‘Rituximab and the Press’, the CFS Patient Advocate blog, 24 October 2011

October 25, 2011


From the blog run by the ‘CFS Patient Advocate', 24 October 2011

Recents events have reminded me of Dr. Marcus Conant's admonition “Do not trust the press. They are not your friends”. According to Dr. Conant, a veteran (and great, selfless hero) of the wars on AIDS, the press has their own agenda – and they do not have our interests in mind.

At this moment we have to ask ourselves a question. Why has there been so little mainstream news coverage of the Norwegian rituximab study and ME? In the last few days, the Norwegian rituximab study with ME is seeping very slowly into the mainstream. But it is small potatoes compared to the flood of crap vomited worldwide in the supposed demise of a retroviral involvement in ME. (Incidentally this retroviral story is not over. Dr Mikovits and others will resurface and continue their research into HGRVs. And it is worth remembering that Dr. Mikovits was early on in Norway trying to find out about these cancer scientists and Rituximab. Dr. Mikovits has always been open to suggestion.)

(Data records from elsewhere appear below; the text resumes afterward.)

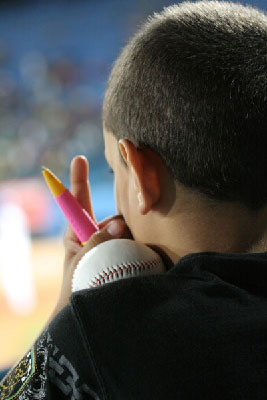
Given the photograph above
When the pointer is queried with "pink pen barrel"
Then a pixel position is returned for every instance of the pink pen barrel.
(79, 219)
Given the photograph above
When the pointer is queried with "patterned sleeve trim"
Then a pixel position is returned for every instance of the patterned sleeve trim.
(42, 365)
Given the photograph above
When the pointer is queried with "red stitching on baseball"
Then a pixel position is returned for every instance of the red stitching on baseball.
(128, 268)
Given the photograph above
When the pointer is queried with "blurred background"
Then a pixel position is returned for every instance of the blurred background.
(55, 59)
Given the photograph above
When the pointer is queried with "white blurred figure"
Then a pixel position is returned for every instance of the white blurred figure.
(15, 259)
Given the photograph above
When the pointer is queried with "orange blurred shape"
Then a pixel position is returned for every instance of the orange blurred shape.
(32, 196)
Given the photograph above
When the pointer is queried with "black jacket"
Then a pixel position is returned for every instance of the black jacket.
(197, 332)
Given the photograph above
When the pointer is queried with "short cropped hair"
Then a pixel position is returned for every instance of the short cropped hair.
(191, 85)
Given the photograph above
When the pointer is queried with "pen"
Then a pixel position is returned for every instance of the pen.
(78, 218)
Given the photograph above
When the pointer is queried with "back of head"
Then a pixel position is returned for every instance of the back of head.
(192, 86)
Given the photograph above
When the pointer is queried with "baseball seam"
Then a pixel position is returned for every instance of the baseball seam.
(122, 270)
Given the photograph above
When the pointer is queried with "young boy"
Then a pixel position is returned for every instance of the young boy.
(184, 120)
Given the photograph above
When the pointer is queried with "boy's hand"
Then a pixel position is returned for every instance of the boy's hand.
(74, 251)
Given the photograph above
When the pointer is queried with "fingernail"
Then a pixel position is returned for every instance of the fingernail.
(114, 228)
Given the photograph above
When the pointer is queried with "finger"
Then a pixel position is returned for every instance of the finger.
(71, 237)
(80, 186)
(104, 222)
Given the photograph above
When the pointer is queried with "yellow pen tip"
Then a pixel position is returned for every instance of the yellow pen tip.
(54, 184)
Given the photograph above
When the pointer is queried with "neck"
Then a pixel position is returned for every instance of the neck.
(201, 228)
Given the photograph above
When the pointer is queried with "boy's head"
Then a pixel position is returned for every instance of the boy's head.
(190, 91)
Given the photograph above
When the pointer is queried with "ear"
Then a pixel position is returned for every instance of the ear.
(144, 165)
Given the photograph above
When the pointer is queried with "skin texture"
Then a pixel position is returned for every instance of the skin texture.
(172, 219)
(154, 210)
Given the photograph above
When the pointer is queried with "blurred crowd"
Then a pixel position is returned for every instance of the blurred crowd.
(47, 116)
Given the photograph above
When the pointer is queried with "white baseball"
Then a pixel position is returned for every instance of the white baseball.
(113, 260)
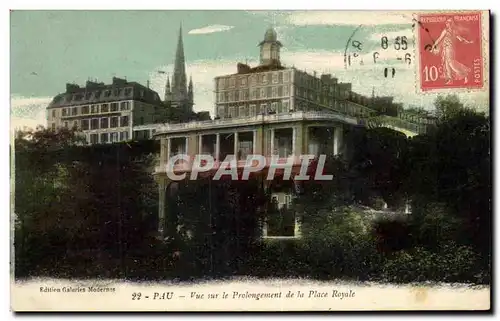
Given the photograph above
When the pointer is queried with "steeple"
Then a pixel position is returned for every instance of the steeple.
(179, 90)
(168, 92)
(270, 48)
(190, 89)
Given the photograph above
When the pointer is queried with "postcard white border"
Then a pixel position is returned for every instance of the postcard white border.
(291, 4)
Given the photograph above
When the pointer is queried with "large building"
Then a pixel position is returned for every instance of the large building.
(269, 110)
(106, 113)
(180, 93)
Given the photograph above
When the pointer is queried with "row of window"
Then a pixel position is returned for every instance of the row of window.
(253, 109)
(104, 138)
(92, 109)
(277, 77)
(97, 123)
(255, 93)
(99, 94)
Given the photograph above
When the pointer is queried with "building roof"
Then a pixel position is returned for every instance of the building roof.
(94, 92)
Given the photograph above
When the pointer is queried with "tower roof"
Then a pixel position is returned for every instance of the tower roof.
(270, 35)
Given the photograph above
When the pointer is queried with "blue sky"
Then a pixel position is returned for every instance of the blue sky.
(50, 48)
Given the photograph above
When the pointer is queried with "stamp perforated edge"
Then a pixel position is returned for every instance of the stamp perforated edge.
(485, 54)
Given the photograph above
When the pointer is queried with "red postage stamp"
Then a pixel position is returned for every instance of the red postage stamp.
(450, 51)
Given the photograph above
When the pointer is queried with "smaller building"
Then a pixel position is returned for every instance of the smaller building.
(106, 113)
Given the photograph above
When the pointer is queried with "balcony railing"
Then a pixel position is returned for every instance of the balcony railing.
(182, 165)
(272, 118)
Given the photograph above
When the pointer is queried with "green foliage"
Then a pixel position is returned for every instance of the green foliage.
(451, 263)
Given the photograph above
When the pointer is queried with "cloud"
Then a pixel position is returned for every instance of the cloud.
(28, 111)
(407, 32)
(305, 18)
(210, 29)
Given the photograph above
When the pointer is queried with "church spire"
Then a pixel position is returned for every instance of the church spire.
(190, 89)
(168, 92)
(179, 90)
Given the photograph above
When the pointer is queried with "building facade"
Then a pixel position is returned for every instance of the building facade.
(273, 88)
(268, 110)
(105, 113)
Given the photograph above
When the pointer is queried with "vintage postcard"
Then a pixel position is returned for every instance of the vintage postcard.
(250, 160)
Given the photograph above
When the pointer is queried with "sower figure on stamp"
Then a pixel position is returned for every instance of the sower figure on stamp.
(452, 69)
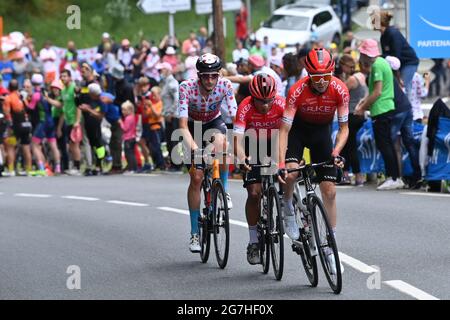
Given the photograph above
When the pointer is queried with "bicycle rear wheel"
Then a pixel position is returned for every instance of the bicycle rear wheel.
(276, 232)
(264, 240)
(326, 244)
(220, 223)
(308, 260)
(203, 227)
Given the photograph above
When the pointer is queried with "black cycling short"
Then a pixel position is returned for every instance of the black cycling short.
(254, 176)
(317, 138)
(217, 126)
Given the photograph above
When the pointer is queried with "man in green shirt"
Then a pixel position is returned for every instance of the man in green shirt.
(72, 116)
(382, 106)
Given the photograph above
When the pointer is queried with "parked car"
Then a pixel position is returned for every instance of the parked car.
(299, 23)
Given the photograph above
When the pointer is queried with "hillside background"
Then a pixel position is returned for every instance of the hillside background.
(46, 20)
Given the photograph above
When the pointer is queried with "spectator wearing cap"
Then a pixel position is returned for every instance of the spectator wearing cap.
(402, 124)
(301, 57)
(48, 58)
(128, 125)
(83, 97)
(190, 42)
(153, 110)
(71, 119)
(241, 23)
(123, 90)
(393, 43)
(276, 64)
(14, 112)
(93, 114)
(35, 65)
(151, 61)
(169, 96)
(46, 127)
(171, 58)
(125, 57)
(243, 69)
(189, 64)
(240, 52)
(144, 95)
(106, 40)
(257, 50)
(19, 66)
(267, 47)
(98, 65)
(166, 42)
(381, 104)
(202, 37)
(140, 54)
(356, 84)
(112, 115)
(291, 70)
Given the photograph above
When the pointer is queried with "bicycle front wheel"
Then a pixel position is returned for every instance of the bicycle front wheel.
(326, 244)
(221, 224)
(203, 228)
(263, 236)
(276, 232)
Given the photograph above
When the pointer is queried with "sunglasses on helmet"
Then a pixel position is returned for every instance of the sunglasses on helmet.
(209, 75)
(319, 78)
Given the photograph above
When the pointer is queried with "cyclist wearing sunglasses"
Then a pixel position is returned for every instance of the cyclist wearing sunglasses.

It is one thing for the press to ignore a story. It is quite another to frame out a story incorrectly – especially if it mascarades in the same phony guise that ME has been characterized for the last 25 years. This becomes tiresome – and disingenous. These hapless press stories of the past two years lead nowhere. They can just be heaped up with all the other ME dodges of the past.

It is not true that any press is better than no press. A truthful story line is important. I wrote a post on this subject some months ago called The Story Line.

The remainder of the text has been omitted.